I've got 3 gallons of concord wine that I racked into secondary 6 days ago. It's using 1118 yeast. I'm still getting a few bubbles, but not much. If I rack it tonight will the slury still have enough active yeast to drop in the 5 gallons of SP I prepared last night or should I do a new start?

Thanks for any input.


----------



## Julie (Feb 28, 2011)

ditchbanker said:


> I've got 3 gallons of concord wine that I racked into secondary 6 days ago. It's using 1118 yeast. I'm still getting a few bubbles, but not much. If I rack it tonight will the slury still have enough active yeast to drop in the 5 gallons of SP I prepared last night or should I do a new start?
> 
> Thanks for any input.



yes, follow Lon's instructions and you should be fine


----------



## ditchbanker (Feb 28, 2011)

I looked at the web site and after instructions it just says to add the slury. Is there something else I need to do? I'd like to get started ASAP. I don't have any finished wine yet and I'm getting anxious to drink something I've made.


----------



## Julie (Feb 28, 2011)

lol, you will like the skeeter pee. No just do what Lon says and if you get another wine going take that slurry and make another batch of skeeter pee, cuz sp is not gonna last long in your house.

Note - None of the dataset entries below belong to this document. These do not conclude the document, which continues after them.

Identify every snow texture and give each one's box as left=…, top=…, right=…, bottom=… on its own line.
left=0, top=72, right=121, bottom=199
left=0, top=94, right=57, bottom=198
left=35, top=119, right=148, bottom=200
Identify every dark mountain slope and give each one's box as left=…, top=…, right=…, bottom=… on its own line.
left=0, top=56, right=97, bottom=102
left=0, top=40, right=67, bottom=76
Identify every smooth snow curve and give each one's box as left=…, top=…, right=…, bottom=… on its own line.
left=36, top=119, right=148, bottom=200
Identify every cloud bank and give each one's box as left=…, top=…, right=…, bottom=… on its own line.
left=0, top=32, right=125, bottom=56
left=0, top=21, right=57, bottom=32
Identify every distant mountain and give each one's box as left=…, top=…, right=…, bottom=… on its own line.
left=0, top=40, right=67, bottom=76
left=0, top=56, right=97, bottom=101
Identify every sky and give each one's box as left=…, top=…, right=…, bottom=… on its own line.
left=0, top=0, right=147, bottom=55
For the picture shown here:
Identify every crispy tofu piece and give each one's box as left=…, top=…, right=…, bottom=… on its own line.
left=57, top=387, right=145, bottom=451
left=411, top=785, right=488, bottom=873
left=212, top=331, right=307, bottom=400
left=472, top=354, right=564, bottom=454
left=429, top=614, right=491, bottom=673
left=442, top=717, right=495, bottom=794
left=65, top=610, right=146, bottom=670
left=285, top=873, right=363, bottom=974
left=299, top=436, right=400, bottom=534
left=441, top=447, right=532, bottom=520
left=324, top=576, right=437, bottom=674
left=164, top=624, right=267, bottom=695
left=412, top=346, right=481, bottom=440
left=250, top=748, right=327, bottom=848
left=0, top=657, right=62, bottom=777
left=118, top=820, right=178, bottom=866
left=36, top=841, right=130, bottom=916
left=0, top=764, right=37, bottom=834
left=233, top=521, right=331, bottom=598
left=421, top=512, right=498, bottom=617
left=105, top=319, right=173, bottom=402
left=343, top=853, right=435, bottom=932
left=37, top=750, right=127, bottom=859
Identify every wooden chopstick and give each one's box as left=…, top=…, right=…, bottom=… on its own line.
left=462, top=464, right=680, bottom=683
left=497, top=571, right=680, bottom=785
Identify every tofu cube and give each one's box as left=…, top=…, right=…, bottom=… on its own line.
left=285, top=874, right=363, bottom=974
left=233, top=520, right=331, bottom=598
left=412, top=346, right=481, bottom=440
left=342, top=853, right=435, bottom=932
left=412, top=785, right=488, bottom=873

Also, you can take your slurries and freeze them, I am using slurries that are a year old in the freezer and they are working well.


----------



## Wade E (Feb 28, 2011)

That yeast is starving for some more sugar to munch on, It will start like wildfire!


----------



## ditchbanker (Feb 28, 2011)

Awesome, thanks.

Yeah, I'm really excited to try the concord wine I've started (threw in a pound of blackberries on a whim). I also have a bunch of fruit wines I want to do when I can harvest my fruit trees. I'm considering visiting some of the many local wineries for some fresh juice so I can get some good complex wine flavors. 

That said, I love this idea of quick tasty thirst quenching wine. I suspect this will replace the beer I usually drink in the summer time.


----------



## Julie (Feb 28, 2011)

If you like concord try some blends, concord/cranberry is just awesome and concord/cherry it another good blend


----------



## ditchbanker (Feb 28, 2011)

I've actually never tried concord. I have a hard time branching to much that isn't cab or syrah. I just enjoy those two a lot. When it came time to start a red wine, I, well, was too impatient to order a good kit. Concord's just easy to come by.


----------



## ditchbanker (Mar 1, 2011)

Thanks for the help. Less than 12 hours after dumping in the slury I've got a bubbling bucket of pee under my kitchen counter! 

(2 months ago that sentence would have caused me serious concern).


----------



## djrockinsteve (Mar 1, 2011)

Last night about an hour after everyone went to bed I decided to do th esame. Went into the living room near front door to turn off a light. Click and darkness. In the near distant a hissing.

Yep the yeasts were busy working on a choke cherry wine I started. You can hear this across the room.

This one will be a definite slurry for skeeter pee.

Tell someone to go under the kitchen sink and bring me that bucket o' pee. See who actually complies


----------